If the perpetrator is the jihadist from Tunisia who had no right to be in Germany, and had been under surveillance, the bell could begin to toll not only for Angela Merkel but for the European Union.

That German lassitude, and the naivete behind it, allowed this outrage validates the grim verdict of geostrategist James Burnham in “Suicide of the West“: “Liberalism is the ideology of Western suicide.”

Both the transnational elite and populist right sense the stakes involved here. As news of the barbarous atrocity spread across Europe, the reactions were instantaneous and predictable.

Marine Le Pen of France’s National Front, leading candidate for the presidency in 2017, declaimed: “How many more people must die at the hands of Islamic extremists before our governments close our porous borders and stop taking in thousands of illegal immigrants?”

Geert Wilders, the Party for Freedom front-runner for prime minister of Holland, echoed Le Pen: “They hate and kill us. And nobody protects us. Our leaders betray us. We need a political revolution.

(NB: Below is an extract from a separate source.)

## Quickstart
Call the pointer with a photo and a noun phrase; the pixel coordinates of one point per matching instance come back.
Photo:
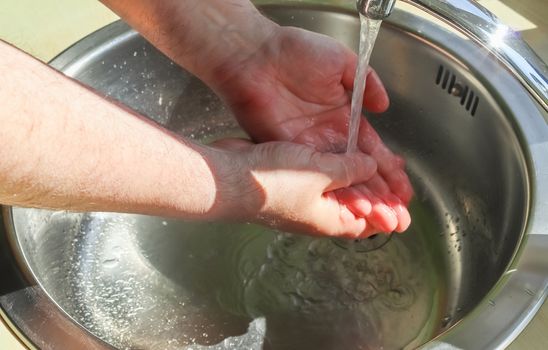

“Islamic immigration/Is an invasion,” he went on, “An existential problem/That will replace our people/Erase our culture.”

“These are Merkel’s dead,” tweeted Marcus Pretzell of the far-right Alternative for Germany about the victims in the Christmas mart.

Nicholas Farage, who led the campaign for British secession from the EU, called the Christmas massacre “the Merkel legacy.”

Europe’s populist right is laying this act of Islamist savagery at the feet of Merkel for her having opened Germany in 2015 to a million migrants and refugees from Syria and the Middle East wars.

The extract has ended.